On Friday, 4 March 2016 at 02:09:25 UTC, Era Scarecrow wrote:
On Friday, 4 March 2016 at 01:56:34 UTC, user001 wrote:
Was just wondering why UFCS only works in one direction, that is why functions can be used as if it were part of a struct/class but not the other way around.

int dot;

float value = dot(a, b); // would be same as a.dot(b)
                         // doesn't try to use local "int dot"

Immediately looking at only that part of the code, i have to ask 'how the hell are you calling the int???'. Of course i can tell from your source dot is also a function in the vector.

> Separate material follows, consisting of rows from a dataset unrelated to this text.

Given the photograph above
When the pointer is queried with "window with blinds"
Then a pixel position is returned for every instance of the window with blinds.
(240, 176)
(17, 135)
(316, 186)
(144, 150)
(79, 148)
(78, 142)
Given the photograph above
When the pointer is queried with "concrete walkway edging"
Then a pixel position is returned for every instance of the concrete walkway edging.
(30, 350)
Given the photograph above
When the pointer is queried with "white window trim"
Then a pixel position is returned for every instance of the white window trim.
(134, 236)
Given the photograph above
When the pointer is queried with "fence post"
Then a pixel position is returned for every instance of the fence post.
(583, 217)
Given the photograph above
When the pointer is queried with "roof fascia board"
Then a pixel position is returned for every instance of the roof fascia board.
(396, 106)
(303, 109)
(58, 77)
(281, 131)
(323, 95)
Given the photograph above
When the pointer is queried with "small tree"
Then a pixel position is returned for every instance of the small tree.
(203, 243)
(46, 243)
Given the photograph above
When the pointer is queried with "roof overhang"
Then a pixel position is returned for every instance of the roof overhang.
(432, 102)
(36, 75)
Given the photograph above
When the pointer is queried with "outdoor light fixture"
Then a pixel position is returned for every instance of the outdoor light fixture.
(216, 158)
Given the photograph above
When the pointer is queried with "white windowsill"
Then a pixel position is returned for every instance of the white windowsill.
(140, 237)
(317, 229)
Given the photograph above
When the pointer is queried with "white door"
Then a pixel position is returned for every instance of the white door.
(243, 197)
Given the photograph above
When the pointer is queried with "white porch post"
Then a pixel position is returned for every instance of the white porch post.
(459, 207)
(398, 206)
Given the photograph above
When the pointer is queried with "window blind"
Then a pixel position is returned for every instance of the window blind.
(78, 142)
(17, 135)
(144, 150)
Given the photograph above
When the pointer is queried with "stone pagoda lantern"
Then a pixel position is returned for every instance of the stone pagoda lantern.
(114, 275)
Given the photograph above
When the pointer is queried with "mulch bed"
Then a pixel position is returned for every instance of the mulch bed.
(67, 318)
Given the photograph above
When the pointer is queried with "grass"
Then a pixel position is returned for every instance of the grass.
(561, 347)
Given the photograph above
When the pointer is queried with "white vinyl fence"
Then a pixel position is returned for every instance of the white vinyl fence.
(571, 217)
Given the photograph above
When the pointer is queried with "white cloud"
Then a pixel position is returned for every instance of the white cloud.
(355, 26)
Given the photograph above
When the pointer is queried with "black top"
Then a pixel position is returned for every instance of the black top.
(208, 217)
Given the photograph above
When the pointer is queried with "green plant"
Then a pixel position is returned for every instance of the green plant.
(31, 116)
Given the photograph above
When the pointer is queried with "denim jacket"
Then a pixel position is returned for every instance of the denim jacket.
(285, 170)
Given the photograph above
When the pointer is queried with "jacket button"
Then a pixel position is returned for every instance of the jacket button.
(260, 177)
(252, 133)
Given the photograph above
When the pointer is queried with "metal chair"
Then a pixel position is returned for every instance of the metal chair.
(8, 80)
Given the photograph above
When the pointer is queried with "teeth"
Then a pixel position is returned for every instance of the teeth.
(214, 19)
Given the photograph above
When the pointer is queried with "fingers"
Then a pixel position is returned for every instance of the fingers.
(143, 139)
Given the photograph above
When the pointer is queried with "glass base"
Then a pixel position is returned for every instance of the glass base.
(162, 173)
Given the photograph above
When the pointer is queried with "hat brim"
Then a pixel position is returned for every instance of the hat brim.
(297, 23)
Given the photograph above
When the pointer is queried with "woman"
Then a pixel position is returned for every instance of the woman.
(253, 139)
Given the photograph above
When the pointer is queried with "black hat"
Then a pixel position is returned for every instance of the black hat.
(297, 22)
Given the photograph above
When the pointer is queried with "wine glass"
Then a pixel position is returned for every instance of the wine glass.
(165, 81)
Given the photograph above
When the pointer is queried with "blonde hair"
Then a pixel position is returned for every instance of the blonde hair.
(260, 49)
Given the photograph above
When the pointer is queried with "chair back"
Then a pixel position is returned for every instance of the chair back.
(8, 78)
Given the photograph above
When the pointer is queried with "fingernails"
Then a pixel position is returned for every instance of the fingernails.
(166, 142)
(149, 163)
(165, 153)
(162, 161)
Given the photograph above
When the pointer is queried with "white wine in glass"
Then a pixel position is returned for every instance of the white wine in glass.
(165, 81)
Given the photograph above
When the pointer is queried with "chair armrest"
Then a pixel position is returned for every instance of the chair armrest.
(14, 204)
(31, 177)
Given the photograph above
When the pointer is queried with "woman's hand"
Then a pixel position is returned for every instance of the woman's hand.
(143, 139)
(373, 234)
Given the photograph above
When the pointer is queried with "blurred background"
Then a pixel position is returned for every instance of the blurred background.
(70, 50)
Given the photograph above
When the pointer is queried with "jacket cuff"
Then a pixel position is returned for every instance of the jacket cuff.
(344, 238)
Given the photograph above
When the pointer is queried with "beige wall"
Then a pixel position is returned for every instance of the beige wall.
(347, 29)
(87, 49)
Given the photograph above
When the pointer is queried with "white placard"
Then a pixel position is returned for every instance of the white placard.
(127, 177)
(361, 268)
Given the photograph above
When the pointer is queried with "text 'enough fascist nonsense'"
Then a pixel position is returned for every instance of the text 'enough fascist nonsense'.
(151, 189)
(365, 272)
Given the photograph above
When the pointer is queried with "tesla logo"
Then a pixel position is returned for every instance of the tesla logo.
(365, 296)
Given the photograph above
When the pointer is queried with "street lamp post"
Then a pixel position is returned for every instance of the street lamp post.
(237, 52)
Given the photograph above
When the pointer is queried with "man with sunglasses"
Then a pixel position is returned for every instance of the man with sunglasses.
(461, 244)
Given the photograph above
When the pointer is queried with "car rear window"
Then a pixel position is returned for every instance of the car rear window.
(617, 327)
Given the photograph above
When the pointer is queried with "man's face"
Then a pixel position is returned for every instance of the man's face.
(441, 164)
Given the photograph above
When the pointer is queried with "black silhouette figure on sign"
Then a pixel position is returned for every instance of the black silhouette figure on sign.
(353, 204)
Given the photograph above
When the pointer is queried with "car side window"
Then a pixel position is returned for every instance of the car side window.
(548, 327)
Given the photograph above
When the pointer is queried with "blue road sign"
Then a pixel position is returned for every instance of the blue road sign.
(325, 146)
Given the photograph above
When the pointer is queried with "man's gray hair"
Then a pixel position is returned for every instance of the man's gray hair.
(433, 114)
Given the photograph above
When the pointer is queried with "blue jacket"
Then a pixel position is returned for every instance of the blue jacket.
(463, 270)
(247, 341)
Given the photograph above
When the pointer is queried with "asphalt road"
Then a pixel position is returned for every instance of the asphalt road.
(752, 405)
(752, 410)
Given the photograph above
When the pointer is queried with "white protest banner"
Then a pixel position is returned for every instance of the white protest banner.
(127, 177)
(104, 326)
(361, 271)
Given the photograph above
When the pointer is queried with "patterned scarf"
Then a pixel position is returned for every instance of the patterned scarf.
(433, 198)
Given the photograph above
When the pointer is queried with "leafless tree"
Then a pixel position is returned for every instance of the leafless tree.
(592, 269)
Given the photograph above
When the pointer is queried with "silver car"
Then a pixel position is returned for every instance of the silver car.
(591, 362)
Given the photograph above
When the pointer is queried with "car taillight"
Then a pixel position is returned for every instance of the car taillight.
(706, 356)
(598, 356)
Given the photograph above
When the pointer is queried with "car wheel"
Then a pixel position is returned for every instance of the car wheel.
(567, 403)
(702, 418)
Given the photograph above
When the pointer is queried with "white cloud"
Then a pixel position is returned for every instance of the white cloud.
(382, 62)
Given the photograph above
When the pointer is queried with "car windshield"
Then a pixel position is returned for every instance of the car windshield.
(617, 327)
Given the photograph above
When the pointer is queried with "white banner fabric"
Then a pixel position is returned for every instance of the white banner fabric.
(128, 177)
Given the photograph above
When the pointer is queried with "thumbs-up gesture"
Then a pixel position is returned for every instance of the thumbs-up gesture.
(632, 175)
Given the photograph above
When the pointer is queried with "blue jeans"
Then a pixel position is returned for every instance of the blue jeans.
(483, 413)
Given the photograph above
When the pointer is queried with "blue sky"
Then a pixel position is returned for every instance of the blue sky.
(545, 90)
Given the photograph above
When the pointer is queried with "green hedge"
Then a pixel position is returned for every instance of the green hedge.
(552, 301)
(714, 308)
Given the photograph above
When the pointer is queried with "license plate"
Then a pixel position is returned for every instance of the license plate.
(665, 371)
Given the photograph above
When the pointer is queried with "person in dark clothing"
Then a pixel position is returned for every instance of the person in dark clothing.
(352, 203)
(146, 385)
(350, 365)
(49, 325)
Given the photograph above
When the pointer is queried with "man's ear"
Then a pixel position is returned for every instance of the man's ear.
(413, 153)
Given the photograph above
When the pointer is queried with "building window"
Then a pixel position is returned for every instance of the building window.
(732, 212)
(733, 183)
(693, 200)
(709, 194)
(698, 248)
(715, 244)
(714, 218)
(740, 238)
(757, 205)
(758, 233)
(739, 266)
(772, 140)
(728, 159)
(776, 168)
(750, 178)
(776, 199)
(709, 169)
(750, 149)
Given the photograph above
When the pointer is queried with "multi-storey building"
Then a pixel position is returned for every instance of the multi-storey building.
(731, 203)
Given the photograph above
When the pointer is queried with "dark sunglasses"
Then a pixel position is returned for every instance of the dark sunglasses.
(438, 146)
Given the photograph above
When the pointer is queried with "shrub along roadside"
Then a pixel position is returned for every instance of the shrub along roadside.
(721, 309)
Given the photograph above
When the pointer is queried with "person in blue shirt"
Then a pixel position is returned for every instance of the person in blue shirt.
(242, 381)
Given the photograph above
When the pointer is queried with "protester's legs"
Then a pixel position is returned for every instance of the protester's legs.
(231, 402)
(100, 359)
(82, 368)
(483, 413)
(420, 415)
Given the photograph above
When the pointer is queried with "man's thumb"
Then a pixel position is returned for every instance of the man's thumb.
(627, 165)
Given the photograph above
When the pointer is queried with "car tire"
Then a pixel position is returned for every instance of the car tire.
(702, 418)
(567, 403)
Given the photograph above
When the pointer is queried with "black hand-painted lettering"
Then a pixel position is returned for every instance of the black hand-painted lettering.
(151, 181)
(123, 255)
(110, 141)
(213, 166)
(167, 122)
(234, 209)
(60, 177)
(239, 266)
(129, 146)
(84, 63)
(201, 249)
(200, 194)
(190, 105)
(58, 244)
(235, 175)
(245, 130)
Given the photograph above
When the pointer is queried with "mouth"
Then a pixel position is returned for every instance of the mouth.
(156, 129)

Considering dot could now shadow the variables or function names, it would quickly QUICKLY become annoying. A hierarchy of how the call is used plus the documentation of what it's obviously doing is a much better approach. Not to mention we've been using . and -> and * so long for accessing/de-referencing members that are attached so long that changing it is probably not an option.

You can say the same thing about how it is currently implemented.

        int[] arr = [ 0, 1, 2, 3 ];
        
        static map(alias F)(int[])
        {
        }
        
writeln(arr.map!(a => a * 2)); // what does this mean array doesnt have a map function, does it use the local map function or the global one?

MAYBE if you were starting a language from scratch, but in this case i would firmly say no, this is ugly and confusing.

Well it could possibly be happening with C++17 so it's not that big of stretch to add it to an existing language, especially if that language already has it half implemented.